The austerity programme of cuts and tax increases is playing havoc with the domestic economy, yielding the disastrous unemployment situation, with approximately 444,000 people on the live register, emigration last year of approximately 80,000 people, mainly the young, and the general difficulty people are experiencing in surviving. Introducing the Bill, the Minister outlined growth in exports of 3.2% in the first three quarters of last year and indicated this was a major success. While every job in the export sector is welcome, the economic crisis and mass unemployment will not be resolved by export growth. Exports arise from areas of the economy which are generally highly capital intensive and do not, unfortunately, significantly increase the numbers at work relative to the amount of capital invested. Moreover, they do not in any way make up for the damage or decimation done to the domestic economy by the cuts and tax increases of this Government following on the example of the Government of Fianna Fáil and the Green Party.

Increasing investment is fundamental to job creation. Private investment has, however, collapsed catastrophically in the past five years and there is a paralysis of private investment all over Europe. According to McKinsey global forecasting, the decline in Ireland over this period was 64%. Last year, the financial press indicated that major European corporations in the eurozone and Britain were sitting on €3 trillion of accumulated profits which they failed to invest, while 26 million people are unemployed in the European Union. The reason they have not invested is that they are not confident of securing sufficient profit if they were to do so. European capitalism is, therefore, on an investment strike and when one combines this with savage austerity and cuts in public investment in many countries of Europe, one gets a eurozone economy in serious crisis.

The puny measures in this budget are totally inadequate to meet the extent of this crisis in Ireland. Some of the measures introduced in the past year or two, for example, the so-called JobBridge scheme, are contemptible initiatives designed simply to massage the figures. In the case of JobBridge, it provides exploitative packages to take young people off the official lists, while doing nothing to resolve the essential and serious problem of providing jobs. Radical measures are needed, including major investment in public infrastructure. Public funding should be directed into this area, rather than to continuing to fund the disastrous bailout of bankers and the European financial markets.
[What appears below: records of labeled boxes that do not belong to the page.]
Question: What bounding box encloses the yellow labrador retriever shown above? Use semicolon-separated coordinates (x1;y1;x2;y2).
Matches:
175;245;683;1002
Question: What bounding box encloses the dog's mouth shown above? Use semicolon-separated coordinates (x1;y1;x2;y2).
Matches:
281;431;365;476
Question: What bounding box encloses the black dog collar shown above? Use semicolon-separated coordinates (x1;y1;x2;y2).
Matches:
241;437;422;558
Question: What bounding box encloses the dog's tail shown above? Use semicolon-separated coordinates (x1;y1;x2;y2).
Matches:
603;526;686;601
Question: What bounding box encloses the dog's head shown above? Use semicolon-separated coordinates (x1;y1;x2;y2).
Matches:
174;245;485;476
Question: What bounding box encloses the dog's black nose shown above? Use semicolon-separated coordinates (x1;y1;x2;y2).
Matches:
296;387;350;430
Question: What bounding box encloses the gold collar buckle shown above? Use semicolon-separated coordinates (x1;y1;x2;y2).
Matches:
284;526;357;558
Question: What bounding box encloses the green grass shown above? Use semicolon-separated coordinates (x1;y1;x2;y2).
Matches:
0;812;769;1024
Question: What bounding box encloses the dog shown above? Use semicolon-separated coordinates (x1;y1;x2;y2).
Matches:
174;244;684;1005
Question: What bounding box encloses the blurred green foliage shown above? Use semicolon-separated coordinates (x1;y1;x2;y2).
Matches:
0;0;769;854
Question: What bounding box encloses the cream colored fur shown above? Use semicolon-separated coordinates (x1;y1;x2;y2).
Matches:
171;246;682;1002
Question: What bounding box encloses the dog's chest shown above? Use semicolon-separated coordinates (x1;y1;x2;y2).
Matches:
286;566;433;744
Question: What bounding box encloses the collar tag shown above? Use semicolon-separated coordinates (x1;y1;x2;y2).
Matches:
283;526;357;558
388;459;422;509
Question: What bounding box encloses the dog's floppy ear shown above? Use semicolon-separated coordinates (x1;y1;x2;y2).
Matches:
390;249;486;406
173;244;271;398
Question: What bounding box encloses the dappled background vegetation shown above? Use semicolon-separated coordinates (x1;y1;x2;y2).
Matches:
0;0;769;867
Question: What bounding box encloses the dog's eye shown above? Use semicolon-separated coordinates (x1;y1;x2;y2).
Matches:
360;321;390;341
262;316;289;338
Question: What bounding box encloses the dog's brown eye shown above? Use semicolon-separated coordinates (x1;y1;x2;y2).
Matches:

The Minister and Government refused to tax the top 5% of earners, despite our pre-budget submission demonstrating that this group of earners could afford to pay another €2.5 billion this year alone without breaking their hearts. This is the type of funding that is required for major infrastructural projects which could take tens of thousands of skilled and unskilled workers off the dole, kick-start the economy and recreate economic growth. Instead, Fine Gael and the Labour Party bowed to the financial markets in carrying out their programme. What we need to do, on a European basis, is break the power of the financial markets, take the major banks and financial institutions into public ownership under democratic control of working class people and in that way use and direct them towards investment in infrastructure for the good of society, rather than the destructive profits of a tiny elite.

The property tax, if allowed to be implemented in 2013 and onwards, will be another major drain on individuals and families, which will further depress the domestic economy and give another twist to austerity. There will be consternation if letters are issued to every home next month demanding hundreds of euro, to be joined the following year, if Government plans are implemented, by a water tax that will come close to €1,000 per household. This will give rise to a massive campaign of opposition which should be fully supported, as citizens and ordinary taxpayers bring their power democratically to bear on a Government that is putting the interests of bondholders and bankers before those of the majority.

Therefore, the boycott of that odious so-called property tax, a tax on the individual and the family home, should be supported and political pressure should be applied to force the Government to relent.